The projected fatality level of the dispute is low to nonexistent, resulting in fewer than 100 deaths throughout the duration of the conflict. Subsequent fatalities would likely occur between civilians (e.g. fishermen, platform operators, protestors, indigenous groups). There is very little likelihood of large-scale military involvement, though regional coast guards may be called upon to protect the security interests of resource users in the region.

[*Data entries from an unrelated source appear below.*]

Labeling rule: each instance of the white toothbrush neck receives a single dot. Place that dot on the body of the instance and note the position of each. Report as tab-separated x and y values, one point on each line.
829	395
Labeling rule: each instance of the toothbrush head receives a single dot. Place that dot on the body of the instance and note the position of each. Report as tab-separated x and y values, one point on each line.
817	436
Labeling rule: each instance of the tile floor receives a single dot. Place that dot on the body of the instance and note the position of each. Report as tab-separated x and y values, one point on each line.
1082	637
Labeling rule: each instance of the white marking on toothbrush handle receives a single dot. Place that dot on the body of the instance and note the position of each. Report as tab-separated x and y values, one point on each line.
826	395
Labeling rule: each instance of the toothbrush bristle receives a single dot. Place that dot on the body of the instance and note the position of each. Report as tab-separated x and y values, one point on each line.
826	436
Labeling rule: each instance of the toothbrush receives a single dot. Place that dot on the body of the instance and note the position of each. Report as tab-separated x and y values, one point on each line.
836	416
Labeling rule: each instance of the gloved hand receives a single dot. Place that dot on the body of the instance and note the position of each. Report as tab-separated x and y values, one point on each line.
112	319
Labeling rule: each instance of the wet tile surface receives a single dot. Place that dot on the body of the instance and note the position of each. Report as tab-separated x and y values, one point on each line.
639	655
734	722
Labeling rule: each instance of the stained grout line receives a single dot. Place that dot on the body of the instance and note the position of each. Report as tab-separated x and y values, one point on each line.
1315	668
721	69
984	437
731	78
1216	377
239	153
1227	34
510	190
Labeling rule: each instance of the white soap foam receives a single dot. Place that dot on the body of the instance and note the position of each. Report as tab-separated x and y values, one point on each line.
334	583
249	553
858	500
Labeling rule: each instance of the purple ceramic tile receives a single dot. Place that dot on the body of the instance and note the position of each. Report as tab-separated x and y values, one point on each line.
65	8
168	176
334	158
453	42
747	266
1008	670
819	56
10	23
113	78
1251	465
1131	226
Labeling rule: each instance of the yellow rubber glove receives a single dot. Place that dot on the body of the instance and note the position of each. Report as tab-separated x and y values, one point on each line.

IV. Environment and Conflict Overlap

Environment-Conflict Link and Dynamics:


Anthropogenic induced climate change raises air and sea temperatures in the Arctic. Rapidly increasing Arctic temperatures exacerbate the rate at which arctic sea ice is melting, thus decreasing the total annual sea ice cover in the Beaufort Sea. Newly ice-free sections of the Beaufort Sea reveal portions of the ocean previously inaccessible to humans, ripe with valuable resources. Decreased ice cover and increased access will allow the United States and Canada to establish pivotal shipping lanes throughout the Beaufort Sea to maximize efficiency and decrease transportation time across the Arctic pole. Commercial fisheries will be able to find, access and exploit Arctic fish stocks. Energy industries will be able to access and extract extensive oil and gas reserves predicted to lie beneath the Beaufort Sea seabed. The creation of new shipping lanes will subsequently increase ship traffic across the Beaufort Sea, thus increasing total vessel emissions that contribute to and expedite climate change. The extraction of oil and gas reserves will be used to support the demand for and burning of fossil fuel, likewise increasing the total global output of green house gas emissions that contribute to climate change.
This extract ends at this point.